Craving Company

November 26, 2020
Paul Gleason, PhD

A new study finds that isolation makes us want company on a neural level, in much the same way that hunger makes us want food.

Spare a thought for anyone spending Thanksgiving all alone. A new study1 suggests that isolated individuals may long for company in the same way that hungry children long for that apple pie in the oven.

“People who are forced to be isolated crave social interactions similarly to the way a hungry person craves food,” Rebecca Saxe, a senior author of the study, told the press. “Our finding fits the intuitive idea that positive social interactions are a basic human need, and acute loneliness is an aversive state that motivates people to repair what is lacking, similar to hunger.”2

For the study, Saxe and her co-authors collected 40 participants, individuals aged 18 to 40. The participants underwent a pair of 10-hour test periods. One required a 10-hr fast, and the other required 10 hours of strict social isolation, alone in a windowless room on the campus of the Massachusetts Institute of Technology. After the test periods, the participants were scanned by a magnetic resonance imaging (MRI) scanner and shown pictures of either food or individuals interacting.

“We wanted to see if we could experimentally induce a certain kind of social stress,” Saxe explained to the press. “It’s a stronger intervention of social isolation than anyone had tried before.”2

The researchers focused on the substantia nigra, a structure located in the midbrain and associated with hunger pangs. Sure enough, both fasting and isolated participants showed “craving signals.” The strength of the signal also correlated with the participants reports of how hungry or lonely they felt.
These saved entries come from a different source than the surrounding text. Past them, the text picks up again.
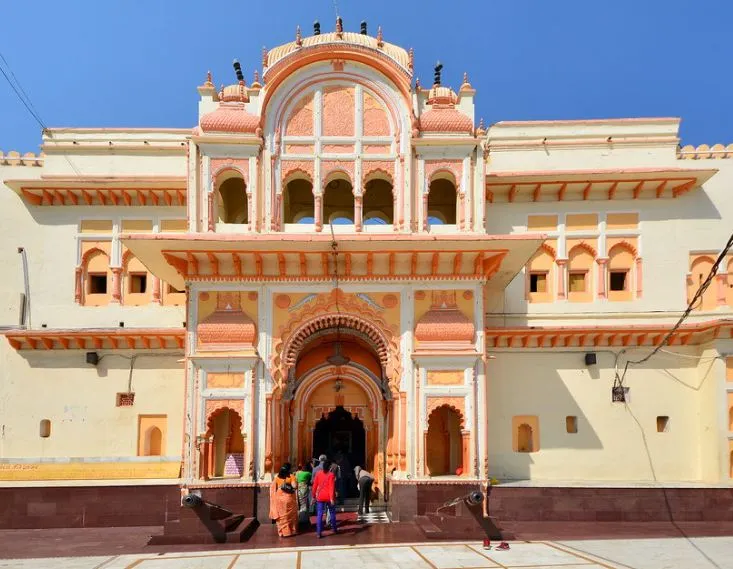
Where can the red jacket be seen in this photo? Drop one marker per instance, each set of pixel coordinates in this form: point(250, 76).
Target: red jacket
point(324, 486)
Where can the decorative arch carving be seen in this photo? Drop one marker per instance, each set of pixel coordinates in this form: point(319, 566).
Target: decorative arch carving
point(626, 246)
point(585, 247)
point(456, 404)
point(349, 305)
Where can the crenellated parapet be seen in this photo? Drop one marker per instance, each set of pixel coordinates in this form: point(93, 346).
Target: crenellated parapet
point(703, 152)
point(14, 158)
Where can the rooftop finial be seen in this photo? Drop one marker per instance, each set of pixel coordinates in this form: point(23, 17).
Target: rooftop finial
point(238, 70)
point(438, 69)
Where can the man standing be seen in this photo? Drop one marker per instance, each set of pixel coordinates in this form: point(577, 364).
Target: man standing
point(364, 481)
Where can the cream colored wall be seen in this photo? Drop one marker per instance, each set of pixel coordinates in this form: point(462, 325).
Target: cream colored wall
point(80, 402)
point(614, 442)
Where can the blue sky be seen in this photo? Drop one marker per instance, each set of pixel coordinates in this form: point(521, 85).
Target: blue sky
point(137, 62)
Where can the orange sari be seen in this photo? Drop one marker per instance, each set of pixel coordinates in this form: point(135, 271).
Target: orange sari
point(284, 506)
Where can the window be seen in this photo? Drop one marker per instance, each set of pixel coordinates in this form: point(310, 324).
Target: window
point(576, 282)
point(98, 283)
point(538, 282)
point(138, 283)
point(662, 423)
point(618, 280)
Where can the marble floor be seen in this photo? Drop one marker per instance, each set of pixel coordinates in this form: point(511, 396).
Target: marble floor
point(690, 553)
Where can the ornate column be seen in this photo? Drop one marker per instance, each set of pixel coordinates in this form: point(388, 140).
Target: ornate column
point(78, 285)
point(116, 284)
point(561, 263)
point(358, 212)
point(156, 290)
point(602, 264)
point(318, 214)
point(639, 277)
point(210, 208)
point(721, 282)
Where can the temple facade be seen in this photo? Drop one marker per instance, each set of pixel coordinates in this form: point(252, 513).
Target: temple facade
point(337, 260)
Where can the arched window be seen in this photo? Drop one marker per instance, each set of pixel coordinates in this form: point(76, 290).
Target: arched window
point(580, 273)
point(232, 200)
point(442, 202)
point(154, 442)
point(699, 271)
point(443, 443)
point(298, 202)
point(338, 201)
point(524, 438)
point(540, 275)
point(378, 202)
point(621, 261)
point(97, 278)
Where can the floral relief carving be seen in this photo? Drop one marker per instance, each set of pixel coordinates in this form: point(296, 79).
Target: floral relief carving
point(455, 167)
point(338, 111)
point(300, 122)
point(457, 404)
point(375, 121)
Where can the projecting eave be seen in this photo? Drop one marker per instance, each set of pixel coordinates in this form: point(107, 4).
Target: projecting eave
point(599, 184)
point(182, 258)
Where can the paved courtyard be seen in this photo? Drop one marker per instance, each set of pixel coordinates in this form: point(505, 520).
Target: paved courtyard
point(693, 553)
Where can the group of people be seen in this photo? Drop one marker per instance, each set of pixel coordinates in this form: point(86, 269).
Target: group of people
point(294, 495)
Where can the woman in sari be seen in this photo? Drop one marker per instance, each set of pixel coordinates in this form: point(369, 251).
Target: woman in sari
point(303, 477)
point(284, 502)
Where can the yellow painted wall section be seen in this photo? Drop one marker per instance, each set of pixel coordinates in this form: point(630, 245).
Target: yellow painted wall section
point(622, 221)
point(609, 444)
point(80, 401)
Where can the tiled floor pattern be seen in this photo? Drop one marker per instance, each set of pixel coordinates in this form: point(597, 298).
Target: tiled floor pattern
point(702, 553)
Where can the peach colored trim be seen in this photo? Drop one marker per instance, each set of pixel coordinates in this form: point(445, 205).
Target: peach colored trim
point(607, 336)
point(111, 338)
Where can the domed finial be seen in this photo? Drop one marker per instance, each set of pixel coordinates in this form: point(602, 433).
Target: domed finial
point(438, 68)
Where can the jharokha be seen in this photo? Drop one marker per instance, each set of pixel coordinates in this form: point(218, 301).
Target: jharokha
point(339, 260)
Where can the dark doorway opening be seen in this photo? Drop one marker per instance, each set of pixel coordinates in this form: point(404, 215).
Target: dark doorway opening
point(342, 438)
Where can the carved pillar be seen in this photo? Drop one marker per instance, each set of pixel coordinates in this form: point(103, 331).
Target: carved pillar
point(78, 285)
point(561, 263)
point(721, 282)
point(358, 212)
point(318, 214)
point(156, 290)
point(210, 207)
point(602, 263)
point(116, 284)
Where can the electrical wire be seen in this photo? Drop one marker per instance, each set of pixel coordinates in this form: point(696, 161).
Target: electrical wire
point(619, 379)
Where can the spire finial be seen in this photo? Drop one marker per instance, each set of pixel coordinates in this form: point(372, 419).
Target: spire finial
point(438, 68)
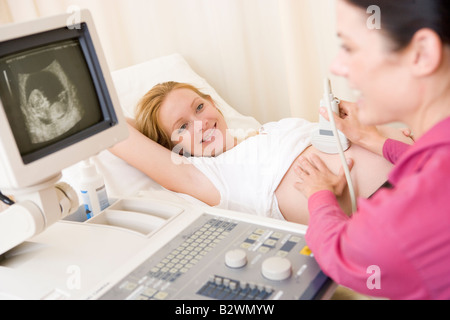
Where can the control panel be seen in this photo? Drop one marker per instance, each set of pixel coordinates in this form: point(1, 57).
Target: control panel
point(224, 259)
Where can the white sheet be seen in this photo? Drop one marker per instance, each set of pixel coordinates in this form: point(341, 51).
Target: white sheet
point(131, 84)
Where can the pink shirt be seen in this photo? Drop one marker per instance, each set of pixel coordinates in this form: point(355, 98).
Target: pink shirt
point(397, 245)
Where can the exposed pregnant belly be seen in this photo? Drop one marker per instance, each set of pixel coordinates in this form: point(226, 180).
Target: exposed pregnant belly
point(369, 172)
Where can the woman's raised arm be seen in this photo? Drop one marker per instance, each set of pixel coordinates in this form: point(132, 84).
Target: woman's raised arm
point(168, 169)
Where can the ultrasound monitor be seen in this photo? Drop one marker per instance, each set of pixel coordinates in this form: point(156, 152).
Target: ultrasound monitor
point(58, 106)
point(57, 101)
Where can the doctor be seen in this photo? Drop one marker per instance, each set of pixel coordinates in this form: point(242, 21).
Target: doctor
point(397, 244)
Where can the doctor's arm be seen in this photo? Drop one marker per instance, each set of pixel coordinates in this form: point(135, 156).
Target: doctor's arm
point(382, 140)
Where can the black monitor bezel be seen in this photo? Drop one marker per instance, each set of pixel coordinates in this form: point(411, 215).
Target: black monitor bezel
point(82, 35)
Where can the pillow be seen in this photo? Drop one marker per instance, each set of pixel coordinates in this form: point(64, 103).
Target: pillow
point(131, 84)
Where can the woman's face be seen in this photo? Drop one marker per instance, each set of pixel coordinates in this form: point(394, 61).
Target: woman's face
point(193, 123)
point(379, 76)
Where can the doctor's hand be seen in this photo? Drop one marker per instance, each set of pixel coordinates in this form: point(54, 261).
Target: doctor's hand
point(314, 175)
point(347, 121)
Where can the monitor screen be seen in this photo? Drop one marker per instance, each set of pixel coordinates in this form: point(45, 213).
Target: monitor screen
point(56, 99)
point(48, 95)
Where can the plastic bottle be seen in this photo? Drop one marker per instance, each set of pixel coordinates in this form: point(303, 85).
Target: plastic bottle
point(93, 190)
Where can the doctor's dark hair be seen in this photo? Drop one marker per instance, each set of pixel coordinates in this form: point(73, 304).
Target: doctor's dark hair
point(401, 19)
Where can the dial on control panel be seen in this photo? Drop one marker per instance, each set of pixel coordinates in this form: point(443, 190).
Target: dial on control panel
point(273, 268)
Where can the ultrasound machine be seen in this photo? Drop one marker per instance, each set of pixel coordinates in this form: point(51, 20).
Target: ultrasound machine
point(58, 106)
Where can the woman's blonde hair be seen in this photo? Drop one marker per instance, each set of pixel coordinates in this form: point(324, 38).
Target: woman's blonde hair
point(147, 111)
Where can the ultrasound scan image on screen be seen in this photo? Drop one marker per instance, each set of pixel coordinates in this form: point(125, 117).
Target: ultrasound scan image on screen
point(49, 103)
point(48, 94)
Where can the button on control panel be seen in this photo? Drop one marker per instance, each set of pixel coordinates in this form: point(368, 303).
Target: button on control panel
point(219, 258)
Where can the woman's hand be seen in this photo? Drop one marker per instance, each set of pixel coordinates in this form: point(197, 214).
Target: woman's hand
point(315, 176)
point(347, 121)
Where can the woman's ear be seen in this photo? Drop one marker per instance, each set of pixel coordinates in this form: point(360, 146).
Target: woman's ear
point(427, 50)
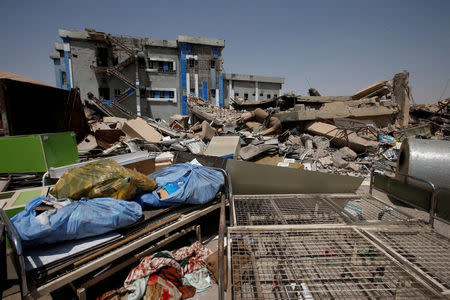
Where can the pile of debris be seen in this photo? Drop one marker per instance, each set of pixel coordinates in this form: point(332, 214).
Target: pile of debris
point(334, 134)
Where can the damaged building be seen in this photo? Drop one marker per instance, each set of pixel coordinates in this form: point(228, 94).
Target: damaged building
point(151, 77)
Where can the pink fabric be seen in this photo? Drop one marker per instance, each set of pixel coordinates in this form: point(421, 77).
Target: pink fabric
point(197, 254)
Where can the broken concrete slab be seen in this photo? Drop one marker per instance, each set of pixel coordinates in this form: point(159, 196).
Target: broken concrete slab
point(364, 108)
point(322, 99)
point(354, 166)
point(422, 130)
point(252, 151)
point(139, 128)
point(326, 161)
point(87, 144)
point(250, 178)
point(180, 119)
point(338, 161)
point(369, 90)
point(342, 137)
point(115, 120)
point(207, 132)
point(194, 145)
point(321, 142)
point(224, 146)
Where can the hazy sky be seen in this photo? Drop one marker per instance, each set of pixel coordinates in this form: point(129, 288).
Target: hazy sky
point(339, 46)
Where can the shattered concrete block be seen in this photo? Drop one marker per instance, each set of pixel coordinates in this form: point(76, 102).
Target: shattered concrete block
point(207, 131)
point(321, 142)
point(139, 128)
point(295, 140)
point(355, 167)
point(224, 146)
point(346, 153)
point(87, 144)
point(339, 161)
point(180, 119)
point(368, 90)
point(251, 151)
point(326, 161)
point(343, 138)
point(304, 137)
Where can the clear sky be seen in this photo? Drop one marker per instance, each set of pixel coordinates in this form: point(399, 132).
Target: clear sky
point(340, 46)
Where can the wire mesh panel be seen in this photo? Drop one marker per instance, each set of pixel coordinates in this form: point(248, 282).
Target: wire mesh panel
point(369, 210)
point(427, 250)
point(315, 264)
point(273, 210)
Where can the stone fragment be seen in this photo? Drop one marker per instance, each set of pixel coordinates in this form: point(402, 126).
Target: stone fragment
point(338, 161)
point(346, 153)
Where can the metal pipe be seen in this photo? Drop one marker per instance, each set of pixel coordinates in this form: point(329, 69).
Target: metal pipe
point(222, 224)
point(427, 159)
point(138, 93)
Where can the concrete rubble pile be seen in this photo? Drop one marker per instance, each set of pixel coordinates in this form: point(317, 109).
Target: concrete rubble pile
point(333, 134)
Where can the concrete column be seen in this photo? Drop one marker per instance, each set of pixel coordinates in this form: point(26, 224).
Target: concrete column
point(216, 99)
point(188, 84)
point(196, 84)
point(402, 96)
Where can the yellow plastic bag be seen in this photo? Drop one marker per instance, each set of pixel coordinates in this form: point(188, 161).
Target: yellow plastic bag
point(102, 178)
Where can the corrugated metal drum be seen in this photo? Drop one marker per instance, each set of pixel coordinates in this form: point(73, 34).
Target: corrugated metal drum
point(426, 159)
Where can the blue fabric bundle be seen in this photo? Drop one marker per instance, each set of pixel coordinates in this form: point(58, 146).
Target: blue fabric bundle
point(76, 220)
point(186, 184)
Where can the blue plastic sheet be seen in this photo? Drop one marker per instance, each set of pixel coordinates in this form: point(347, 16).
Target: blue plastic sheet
point(76, 220)
point(187, 184)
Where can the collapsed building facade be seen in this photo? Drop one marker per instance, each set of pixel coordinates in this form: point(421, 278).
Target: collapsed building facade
point(148, 76)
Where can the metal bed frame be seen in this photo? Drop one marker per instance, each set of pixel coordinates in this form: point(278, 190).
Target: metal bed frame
point(88, 273)
point(345, 246)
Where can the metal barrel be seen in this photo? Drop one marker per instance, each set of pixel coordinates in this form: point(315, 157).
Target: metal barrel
point(426, 159)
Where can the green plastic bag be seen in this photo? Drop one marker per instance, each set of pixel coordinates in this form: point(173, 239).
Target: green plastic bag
point(102, 178)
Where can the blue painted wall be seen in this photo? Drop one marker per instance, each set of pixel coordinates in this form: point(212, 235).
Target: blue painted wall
point(185, 48)
point(205, 90)
point(66, 64)
point(221, 91)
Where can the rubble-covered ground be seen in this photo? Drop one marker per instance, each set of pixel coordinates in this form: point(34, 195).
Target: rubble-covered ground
point(335, 134)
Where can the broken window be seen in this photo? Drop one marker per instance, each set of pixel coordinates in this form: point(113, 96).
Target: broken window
point(64, 78)
point(160, 66)
point(102, 57)
point(103, 93)
point(141, 62)
point(161, 94)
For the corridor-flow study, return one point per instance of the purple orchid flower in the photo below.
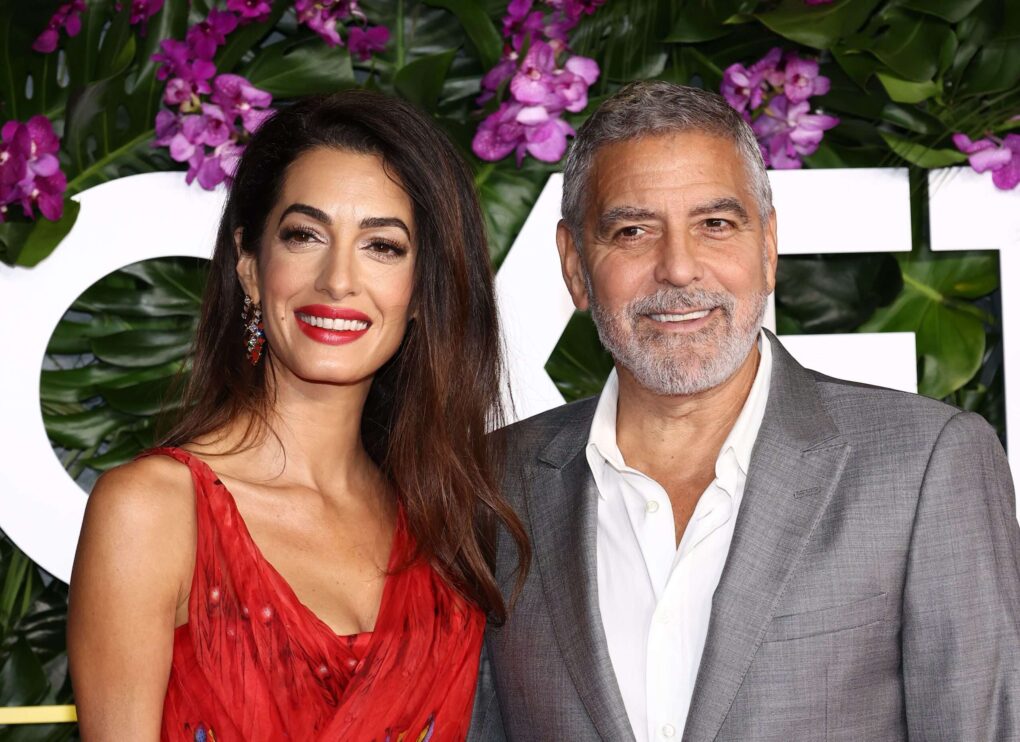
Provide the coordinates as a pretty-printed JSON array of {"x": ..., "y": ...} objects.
[
  {"x": 803, "y": 80},
  {"x": 68, "y": 17},
  {"x": 500, "y": 134},
  {"x": 787, "y": 132},
  {"x": 530, "y": 85},
  {"x": 176, "y": 59},
  {"x": 541, "y": 91},
  {"x": 203, "y": 39},
  {"x": 32, "y": 174},
  {"x": 251, "y": 10},
  {"x": 1002, "y": 156},
  {"x": 745, "y": 88},
  {"x": 238, "y": 97},
  {"x": 365, "y": 42}
]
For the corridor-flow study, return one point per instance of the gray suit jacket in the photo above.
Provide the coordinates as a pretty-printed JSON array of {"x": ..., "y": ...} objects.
[{"x": 871, "y": 592}]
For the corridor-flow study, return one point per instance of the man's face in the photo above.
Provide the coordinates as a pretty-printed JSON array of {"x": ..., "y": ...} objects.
[{"x": 677, "y": 264}]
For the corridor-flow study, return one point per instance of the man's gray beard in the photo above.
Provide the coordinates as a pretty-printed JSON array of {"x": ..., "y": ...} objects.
[{"x": 670, "y": 363}]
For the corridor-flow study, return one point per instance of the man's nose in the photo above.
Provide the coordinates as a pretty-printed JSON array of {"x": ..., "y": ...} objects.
[{"x": 677, "y": 260}]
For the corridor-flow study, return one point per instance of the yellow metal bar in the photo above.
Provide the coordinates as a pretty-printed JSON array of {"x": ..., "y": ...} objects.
[{"x": 38, "y": 714}]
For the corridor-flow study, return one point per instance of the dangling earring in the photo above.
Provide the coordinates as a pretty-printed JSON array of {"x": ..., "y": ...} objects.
[{"x": 251, "y": 313}]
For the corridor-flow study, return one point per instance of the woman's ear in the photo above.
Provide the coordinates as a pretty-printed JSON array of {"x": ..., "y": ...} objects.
[{"x": 247, "y": 267}]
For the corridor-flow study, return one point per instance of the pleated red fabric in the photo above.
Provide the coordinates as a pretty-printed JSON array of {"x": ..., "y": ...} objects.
[{"x": 254, "y": 663}]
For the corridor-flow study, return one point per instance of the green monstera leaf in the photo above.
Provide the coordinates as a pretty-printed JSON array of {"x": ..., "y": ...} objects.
[
  {"x": 113, "y": 361},
  {"x": 579, "y": 365},
  {"x": 935, "y": 304},
  {"x": 33, "y": 659},
  {"x": 832, "y": 293}
]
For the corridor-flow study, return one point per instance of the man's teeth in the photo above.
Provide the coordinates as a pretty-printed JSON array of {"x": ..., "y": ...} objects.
[
  {"x": 334, "y": 324},
  {"x": 680, "y": 317}
]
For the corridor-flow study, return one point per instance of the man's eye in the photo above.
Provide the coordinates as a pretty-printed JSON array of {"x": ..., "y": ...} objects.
[{"x": 629, "y": 233}]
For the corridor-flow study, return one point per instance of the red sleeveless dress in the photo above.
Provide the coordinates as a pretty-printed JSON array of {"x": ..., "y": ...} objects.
[{"x": 253, "y": 663}]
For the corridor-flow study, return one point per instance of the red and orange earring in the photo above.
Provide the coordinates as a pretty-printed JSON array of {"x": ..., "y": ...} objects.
[{"x": 251, "y": 313}]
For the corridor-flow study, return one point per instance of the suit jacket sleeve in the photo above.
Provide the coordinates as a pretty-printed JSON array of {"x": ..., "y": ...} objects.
[{"x": 961, "y": 631}]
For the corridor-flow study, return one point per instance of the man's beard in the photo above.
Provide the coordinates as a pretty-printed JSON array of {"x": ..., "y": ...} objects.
[{"x": 674, "y": 363}]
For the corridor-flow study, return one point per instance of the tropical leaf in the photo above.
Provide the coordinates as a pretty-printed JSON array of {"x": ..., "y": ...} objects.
[
  {"x": 833, "y": 293},
  {"x": 950, "y": 331},
  {"x": 579, "y": 365},
  {"x": 821, "y": 27}
]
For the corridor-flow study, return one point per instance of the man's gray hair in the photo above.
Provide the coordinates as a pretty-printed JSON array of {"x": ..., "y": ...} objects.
[{"x": 650, "y": 108}]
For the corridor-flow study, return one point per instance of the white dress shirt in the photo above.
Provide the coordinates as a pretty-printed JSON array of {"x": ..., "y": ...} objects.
[{"x": 655, "y": 596}]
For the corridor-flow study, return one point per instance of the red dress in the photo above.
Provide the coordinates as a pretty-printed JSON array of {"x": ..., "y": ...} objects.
[{"x": 254, "y": 663}]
Additionally, participants who reported high levels of satisfaction with their social lives outside of the study experienced higher levels of social hunger. “For people who reported that their lives were really full of satisfying social interaction, this intervention had a bigger effect on their brains and on their self-reports,” Saxe said.2 

At the end of the published study, the authors raised the issue of how much “positive social interaction is sufficient to fulfill our social needs and thus eliminate the neural craving response.”1

Whether digital communication alone can satisfy social hunger is an open question, they noted, and an important one.

“In early 2020 millions of humans experienced a sudden, externally mandated period of relative or complete physical isolation from others,” the authors concluded. “This unprecedented upheaval in people’s social routines emphasized the need for a better understanding of human social needs and the neural mechanisms underlying social motivation.”1

What do you think? Are you craving company? Share comments with your colleagues by emailing PTEditor@mmhgroup.com. Comments may be shared online pending review and editing for style.

References

1. Tomova L, Wang KL, Thompson T, et al. Acute social isolation evokes midbrain craving responses similar to hunger. Nat Neurosci. 2020;23(12):1597-1605.

2. Trafton A. Neuroscientists find that isolation provokes brain activity similar to that seen during hunger cravings. Medical Press. November 23, 2020. Accessed November 25, 2020.